Dans une communication de 2005, la Commission européenne a exposé les lignes directrices qui président à ses décisions. Globalement, la Commission européenne se montre assez compréhensive au sujet des impératifs d'aménagement du territoire, mais en respectant un ensemble de règles, parmi lesquelles :

– les aides ne peuvent être versées pour des routes qu'au départ d'aéroports régionaux. Exceptionnellement, des aéroports nationaux peuvent en bénéficier s'ils doivent faire face à une forte récession de leur activité habituelle ;

– les aides versées aux compagnies aériennes ne peuvent s'appliquer qu'à l'ouverture de nouvelles routes ou de nouvelles fréquences, provoquant un accroissement du volume net de passagers au départ de l'aéroport en question ;

– les aides ne doivent pas être versées à une compagnie aérienne pour une nouvelle ligne, qu'elle viendrait à exploiter en substitution et suite à l'abandon d'une ancienne ligne, qui aurait déjà bénéficié des aides au démarrage pendant une période complète ;

– les aides ne peuvent pas non plus être accordées pour une ligne que la compagnie aérienne viendrait à assurer en remplacement d'une autre ligne, qu'elle desservait auparavant à partir d'un autre aéroport situé dans la même zone d'attraction économique ou de population, et pour laquelle elle a également reçu des aides ;

– enfin, les aides ne doivent pas non plus être destinées à aider un nouvel entrant à ouvrir des liaisons déjà ouvertes et à se lancer dans une concurrence frontale avec un opérateur existant, qui exploite déjà cette route au départ de l'aéroport ou d'un autre aéroport situé dans la même zone d'attraction économique ou de population.

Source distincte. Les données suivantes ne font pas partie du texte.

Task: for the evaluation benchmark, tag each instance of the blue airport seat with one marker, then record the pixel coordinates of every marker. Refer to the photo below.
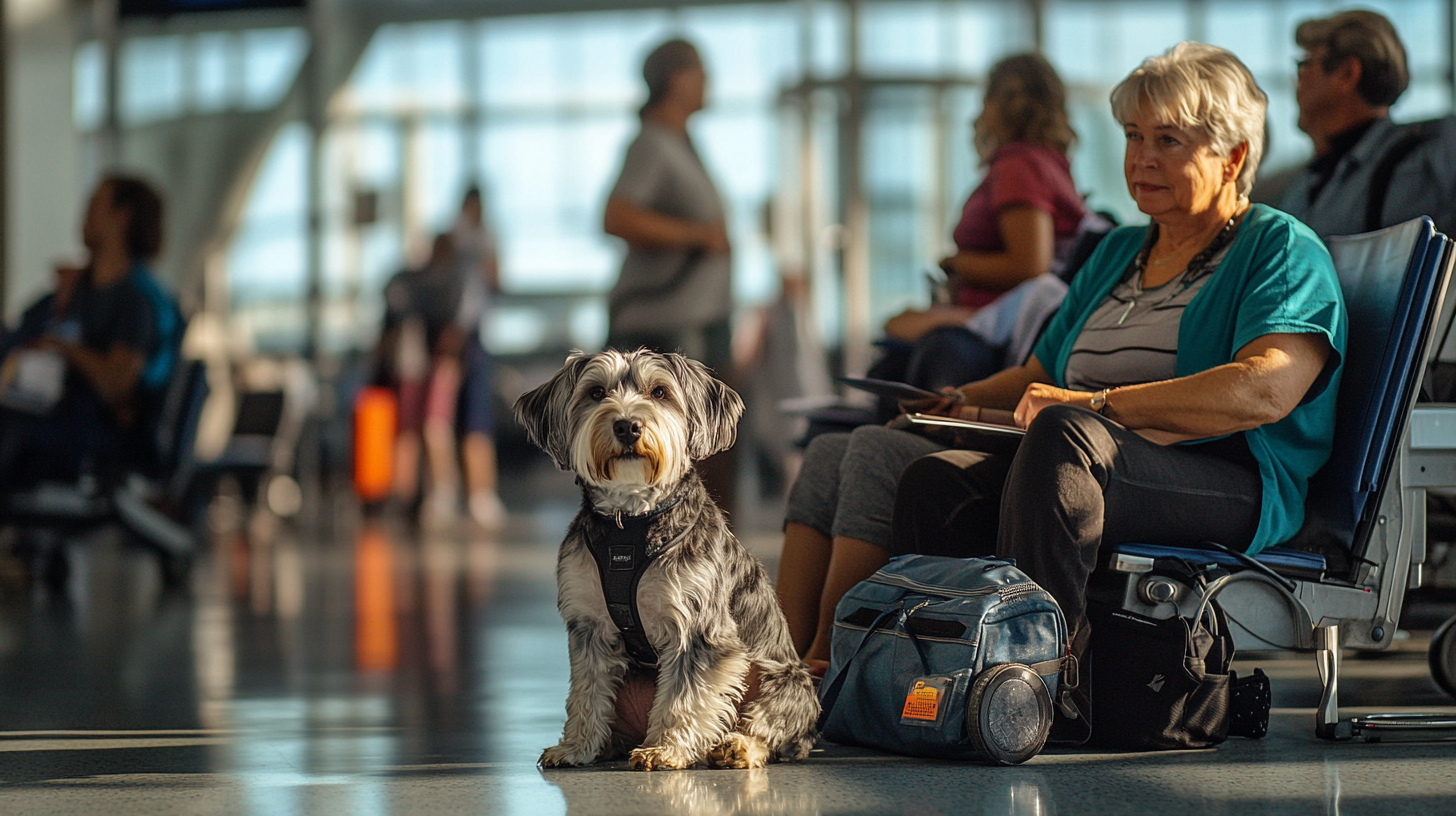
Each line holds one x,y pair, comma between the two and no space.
133,500
1343,579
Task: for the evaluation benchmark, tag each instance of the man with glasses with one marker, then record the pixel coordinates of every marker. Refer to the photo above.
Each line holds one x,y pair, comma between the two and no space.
1367,172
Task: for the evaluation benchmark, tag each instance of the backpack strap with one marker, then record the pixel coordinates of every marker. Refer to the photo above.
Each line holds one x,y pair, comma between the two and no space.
1385,171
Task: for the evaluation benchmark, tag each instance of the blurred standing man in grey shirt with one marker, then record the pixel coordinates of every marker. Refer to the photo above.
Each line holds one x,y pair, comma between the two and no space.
674,292
1367,172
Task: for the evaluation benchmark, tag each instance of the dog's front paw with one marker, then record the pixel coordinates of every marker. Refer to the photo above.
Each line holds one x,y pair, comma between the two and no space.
660,758
738,751
565,754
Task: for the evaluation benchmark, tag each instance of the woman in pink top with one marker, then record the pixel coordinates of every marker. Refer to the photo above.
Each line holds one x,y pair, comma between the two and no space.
1025,212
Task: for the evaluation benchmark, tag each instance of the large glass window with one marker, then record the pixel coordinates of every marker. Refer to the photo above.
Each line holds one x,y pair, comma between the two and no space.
539,110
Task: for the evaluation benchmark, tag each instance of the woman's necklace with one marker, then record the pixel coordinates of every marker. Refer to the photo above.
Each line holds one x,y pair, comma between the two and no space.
1196,267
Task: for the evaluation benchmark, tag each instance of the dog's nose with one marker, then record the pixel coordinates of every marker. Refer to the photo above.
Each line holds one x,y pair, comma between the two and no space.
626,430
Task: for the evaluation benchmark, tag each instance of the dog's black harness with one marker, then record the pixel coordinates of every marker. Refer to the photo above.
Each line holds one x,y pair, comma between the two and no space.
622,554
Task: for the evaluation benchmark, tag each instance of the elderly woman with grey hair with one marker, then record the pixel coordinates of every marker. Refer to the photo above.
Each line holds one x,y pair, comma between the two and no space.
1184,392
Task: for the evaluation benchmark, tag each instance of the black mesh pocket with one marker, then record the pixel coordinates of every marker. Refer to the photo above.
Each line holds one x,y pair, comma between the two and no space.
1249,705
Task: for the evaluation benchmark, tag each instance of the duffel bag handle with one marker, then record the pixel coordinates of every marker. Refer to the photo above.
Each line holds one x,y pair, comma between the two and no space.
836,685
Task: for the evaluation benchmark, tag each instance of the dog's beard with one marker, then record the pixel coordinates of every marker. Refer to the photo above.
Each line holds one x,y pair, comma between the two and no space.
631,480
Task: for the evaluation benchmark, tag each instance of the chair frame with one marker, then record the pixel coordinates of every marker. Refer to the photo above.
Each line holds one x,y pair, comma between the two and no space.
1362,608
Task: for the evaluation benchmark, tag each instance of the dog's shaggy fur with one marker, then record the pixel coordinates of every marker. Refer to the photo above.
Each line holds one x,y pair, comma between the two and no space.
631,426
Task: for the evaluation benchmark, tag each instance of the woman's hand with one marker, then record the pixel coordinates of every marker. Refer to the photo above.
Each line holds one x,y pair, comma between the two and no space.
1041,395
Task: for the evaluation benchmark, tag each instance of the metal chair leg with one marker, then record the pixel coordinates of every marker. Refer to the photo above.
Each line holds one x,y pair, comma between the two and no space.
1370,727
1327,659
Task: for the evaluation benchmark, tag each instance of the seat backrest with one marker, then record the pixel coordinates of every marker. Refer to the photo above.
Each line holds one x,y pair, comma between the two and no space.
1392,281
181,411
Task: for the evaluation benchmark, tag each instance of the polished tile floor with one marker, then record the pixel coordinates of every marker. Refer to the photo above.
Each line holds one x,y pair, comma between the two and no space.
332,665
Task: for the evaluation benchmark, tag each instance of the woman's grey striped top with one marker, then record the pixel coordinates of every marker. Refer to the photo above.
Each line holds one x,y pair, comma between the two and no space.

Les décisions de la Commission ne s'opposent pas aux accords entre aéroports régionaux et compagnies à bas prix. Bien au contraire, la Commission souhaite encourager toutes les initiatives qui permettent une meilleure utilisation des infrastructures aéroportuaires sous-utilisées et se félicite de toute formule permettant de mettre fin aux problèmes de congestion du transport aérien. A cet égard, les aéroports secondaires sont extrêmement bien placés pour jouer un rôle déterminant. Ils sont en outre un facteur de développement économique régional très important.

Toutefois, la Commission européenne a une vision très partielle des aides aux compagnies aériennes, car elle n'intègre pas le fait qu'en domiciliant les contrats de travail des personnels navigants dans des pays où le coût des charges sociales est moindre, certaines compagnies pratiquent ce qu'il est possible d'appeler un « dumping social ». La lutte pour le respect d'une concurrence parfaite peut-elle s'affranchir d'une réflexion sur l'égalité des charges fiscales et sociales dans des activités par nature internationales ?

Le départ, l'an dernier, de Ryanair de la base de Marseille illustre la nécessité soulignée par mon rapport de décembre 2010 de clarifier et sécuriser juridiquement les aides des aéroports régionaux aux compagnies low cost. Il semble important que la Commission européenne intervienne rapidement pour faire respecter des règles d'équité entre les compagnies aériennes en interdisant clairement la domiciliation de contrats de travail situés hors du lieu d'exercice de l'activité du salarié car nous pouvons considérer qu'il y a la une véritable fraude aux cotisations sociales. Il est également indispensable que les plaintes formulées auprès de la Commission européenne soient réellement instruites. Il y va de la crédibilité de l'Union européenne.

En conclusion, je pense nécessaire de poursuivre le travail qui a été engagé par la présentation d'un rapport plus approfondi, à la fin de l'automne, sur les trois points évoqués par cette communication, lui permettant également de poursuivre le dialogue engagé avec les services de la Commission européenne.